For the first time in a few years, I have that Sunday night anxiety. It’s that same awful feeling I used to get on Sunday nights; that feeling of hopelessness, angst and fear, knowing that I was about to return to a job that stressed me out.
Instead of returning to a job that stressed me out, tomorrow, I will be on my own with the two kids for the first time since Josh’s seizures. For the the past week, I’ve had a knowledgeable medical staff just a call button away, my parents’ moral and logistical support, and of course, Jeff’s unflappable presence.
Shortly after Josh’s birth in January, I remember thinking, “I’ve GOT this.
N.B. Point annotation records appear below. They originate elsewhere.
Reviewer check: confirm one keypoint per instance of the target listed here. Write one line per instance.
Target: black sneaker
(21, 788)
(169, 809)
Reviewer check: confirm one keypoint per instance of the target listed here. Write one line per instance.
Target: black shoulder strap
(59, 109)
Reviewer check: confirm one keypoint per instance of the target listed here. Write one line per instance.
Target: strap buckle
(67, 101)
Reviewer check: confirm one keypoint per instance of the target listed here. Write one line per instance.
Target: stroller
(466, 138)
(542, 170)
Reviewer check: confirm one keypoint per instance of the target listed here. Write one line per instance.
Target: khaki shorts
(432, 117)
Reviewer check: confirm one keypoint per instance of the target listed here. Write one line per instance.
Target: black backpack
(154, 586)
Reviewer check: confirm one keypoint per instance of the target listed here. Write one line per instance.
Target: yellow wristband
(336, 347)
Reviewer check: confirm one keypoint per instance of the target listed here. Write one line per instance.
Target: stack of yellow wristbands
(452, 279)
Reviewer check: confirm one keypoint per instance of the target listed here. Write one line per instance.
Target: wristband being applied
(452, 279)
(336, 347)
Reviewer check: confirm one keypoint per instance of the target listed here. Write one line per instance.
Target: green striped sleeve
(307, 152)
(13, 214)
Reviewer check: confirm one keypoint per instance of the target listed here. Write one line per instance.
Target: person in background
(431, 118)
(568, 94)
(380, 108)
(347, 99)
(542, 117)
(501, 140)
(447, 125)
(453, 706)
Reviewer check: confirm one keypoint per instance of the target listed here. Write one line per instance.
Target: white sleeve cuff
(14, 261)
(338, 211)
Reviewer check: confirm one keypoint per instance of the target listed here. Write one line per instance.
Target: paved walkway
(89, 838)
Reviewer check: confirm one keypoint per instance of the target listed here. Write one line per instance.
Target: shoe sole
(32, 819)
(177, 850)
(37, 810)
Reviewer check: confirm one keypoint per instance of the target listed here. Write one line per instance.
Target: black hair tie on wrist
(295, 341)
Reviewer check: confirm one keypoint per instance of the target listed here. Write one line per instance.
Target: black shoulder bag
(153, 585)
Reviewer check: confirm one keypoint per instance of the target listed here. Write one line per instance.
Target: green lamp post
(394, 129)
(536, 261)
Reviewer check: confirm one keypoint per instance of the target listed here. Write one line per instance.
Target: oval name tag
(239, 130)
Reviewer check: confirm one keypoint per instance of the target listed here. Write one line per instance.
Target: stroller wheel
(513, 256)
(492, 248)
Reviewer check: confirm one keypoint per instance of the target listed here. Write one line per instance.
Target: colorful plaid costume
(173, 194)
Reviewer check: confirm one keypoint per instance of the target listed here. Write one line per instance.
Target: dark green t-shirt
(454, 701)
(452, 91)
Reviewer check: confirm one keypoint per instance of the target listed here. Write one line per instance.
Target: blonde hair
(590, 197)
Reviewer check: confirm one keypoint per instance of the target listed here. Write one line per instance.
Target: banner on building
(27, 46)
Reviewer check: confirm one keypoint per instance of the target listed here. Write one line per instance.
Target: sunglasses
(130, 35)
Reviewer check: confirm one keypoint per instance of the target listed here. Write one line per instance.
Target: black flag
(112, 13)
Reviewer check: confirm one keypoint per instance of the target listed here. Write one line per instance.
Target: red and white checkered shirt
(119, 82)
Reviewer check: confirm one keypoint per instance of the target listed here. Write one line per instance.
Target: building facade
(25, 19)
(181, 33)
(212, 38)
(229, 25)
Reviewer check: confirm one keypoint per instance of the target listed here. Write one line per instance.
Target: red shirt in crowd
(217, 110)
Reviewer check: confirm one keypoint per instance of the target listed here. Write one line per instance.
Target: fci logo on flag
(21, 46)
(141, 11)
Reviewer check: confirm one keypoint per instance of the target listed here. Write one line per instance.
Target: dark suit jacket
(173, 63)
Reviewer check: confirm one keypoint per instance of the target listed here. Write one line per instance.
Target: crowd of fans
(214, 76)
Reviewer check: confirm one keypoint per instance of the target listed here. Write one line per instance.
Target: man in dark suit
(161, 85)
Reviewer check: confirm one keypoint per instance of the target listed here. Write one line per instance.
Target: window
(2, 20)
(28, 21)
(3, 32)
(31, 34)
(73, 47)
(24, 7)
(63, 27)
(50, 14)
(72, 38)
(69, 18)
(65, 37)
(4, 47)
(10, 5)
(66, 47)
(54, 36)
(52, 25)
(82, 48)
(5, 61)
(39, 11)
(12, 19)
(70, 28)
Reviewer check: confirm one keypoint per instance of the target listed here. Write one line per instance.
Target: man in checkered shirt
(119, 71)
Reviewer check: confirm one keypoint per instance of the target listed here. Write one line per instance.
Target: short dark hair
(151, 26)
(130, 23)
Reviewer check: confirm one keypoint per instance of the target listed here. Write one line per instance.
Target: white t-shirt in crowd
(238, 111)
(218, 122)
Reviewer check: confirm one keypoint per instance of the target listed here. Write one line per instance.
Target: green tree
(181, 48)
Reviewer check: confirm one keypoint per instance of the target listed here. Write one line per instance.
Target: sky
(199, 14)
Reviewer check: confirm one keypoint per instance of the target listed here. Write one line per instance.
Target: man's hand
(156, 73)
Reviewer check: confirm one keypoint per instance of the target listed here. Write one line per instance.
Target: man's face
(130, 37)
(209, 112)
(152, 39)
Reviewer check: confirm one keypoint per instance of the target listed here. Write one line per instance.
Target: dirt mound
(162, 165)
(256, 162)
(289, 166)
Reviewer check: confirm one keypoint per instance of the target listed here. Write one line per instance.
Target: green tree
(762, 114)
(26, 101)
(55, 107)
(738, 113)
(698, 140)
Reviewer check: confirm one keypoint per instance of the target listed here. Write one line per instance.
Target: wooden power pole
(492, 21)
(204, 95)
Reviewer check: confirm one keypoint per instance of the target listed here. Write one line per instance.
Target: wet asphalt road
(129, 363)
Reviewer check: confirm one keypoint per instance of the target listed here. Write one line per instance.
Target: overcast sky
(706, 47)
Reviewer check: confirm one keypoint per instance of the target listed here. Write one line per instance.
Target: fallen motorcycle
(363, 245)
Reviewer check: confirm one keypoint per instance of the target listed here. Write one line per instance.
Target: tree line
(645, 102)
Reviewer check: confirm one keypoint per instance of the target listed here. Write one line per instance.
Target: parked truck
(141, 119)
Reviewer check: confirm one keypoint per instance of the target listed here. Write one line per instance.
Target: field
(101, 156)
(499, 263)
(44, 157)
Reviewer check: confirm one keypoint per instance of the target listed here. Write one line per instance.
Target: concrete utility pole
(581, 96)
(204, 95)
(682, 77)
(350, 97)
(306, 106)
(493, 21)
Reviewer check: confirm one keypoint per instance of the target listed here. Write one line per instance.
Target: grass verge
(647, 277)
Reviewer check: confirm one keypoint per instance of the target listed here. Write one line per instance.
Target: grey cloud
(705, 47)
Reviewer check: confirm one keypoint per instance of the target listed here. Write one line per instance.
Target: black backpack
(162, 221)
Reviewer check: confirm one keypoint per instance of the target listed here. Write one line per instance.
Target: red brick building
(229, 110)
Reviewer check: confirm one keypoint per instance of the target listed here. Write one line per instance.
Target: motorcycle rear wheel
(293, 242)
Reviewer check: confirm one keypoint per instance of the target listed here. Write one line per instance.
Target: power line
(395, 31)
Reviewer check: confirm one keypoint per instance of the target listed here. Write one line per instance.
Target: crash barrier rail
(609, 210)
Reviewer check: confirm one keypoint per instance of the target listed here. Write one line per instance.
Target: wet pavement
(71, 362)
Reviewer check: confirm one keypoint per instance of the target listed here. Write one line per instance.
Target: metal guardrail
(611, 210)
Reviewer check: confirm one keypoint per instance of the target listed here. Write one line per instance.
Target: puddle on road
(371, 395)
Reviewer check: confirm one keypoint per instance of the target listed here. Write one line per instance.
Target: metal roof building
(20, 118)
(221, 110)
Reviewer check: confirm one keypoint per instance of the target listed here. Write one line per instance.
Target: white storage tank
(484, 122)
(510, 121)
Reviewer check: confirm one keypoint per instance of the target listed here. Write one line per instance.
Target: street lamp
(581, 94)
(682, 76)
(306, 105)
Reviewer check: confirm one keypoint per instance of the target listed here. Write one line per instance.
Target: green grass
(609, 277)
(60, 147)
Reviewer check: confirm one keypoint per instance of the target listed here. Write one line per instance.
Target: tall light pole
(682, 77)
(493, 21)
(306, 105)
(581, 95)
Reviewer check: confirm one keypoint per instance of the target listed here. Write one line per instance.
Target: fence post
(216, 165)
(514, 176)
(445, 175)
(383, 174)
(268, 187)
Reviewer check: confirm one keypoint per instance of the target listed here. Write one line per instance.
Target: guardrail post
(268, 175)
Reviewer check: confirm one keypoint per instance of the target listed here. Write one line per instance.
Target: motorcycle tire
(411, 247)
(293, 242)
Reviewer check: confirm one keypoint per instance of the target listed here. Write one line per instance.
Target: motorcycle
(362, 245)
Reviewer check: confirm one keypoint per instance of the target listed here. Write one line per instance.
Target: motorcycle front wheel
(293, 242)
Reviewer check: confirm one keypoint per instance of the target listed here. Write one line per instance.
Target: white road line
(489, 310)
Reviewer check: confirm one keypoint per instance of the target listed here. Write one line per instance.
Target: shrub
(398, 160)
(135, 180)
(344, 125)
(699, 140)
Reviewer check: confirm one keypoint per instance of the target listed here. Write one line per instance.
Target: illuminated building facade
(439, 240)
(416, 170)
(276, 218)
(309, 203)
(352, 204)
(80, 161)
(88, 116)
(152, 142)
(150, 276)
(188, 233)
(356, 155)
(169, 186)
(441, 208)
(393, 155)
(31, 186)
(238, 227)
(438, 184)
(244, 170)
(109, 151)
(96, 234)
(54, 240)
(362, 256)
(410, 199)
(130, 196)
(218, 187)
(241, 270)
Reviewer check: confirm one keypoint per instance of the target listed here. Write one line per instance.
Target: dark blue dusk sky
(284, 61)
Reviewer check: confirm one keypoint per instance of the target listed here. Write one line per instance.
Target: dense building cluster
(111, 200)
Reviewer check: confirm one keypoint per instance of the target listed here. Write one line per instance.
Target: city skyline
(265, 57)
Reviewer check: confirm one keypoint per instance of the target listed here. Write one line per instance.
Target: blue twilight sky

I can do this, this 2 kid thing.”
I had more confidence in myself than I thought I would, and even started attending press events and writing, just two weeks after his birth. Crazy, dedicated and insane were the words I believe friends called me. Truthfully? I love being a mother more than anything, but MY happiness lies within pursuing the things that round me out as a whole. Balance, it’s how we do.
But…after Josh’s ordeal? My parenting confidence is completely decimated. My heart palpitates with worry, I jump every time the baby coughs or sneezes, and worst of all, Jack feeds off of my neurosis and irritability.
Mom, dad and John were supposed to come up to help me this week, but unfortunately, work schedules come first. As a family, Jeff and I have overcome hardships, and I know we’ll make it through this uncertain transition—one therapy session at a time.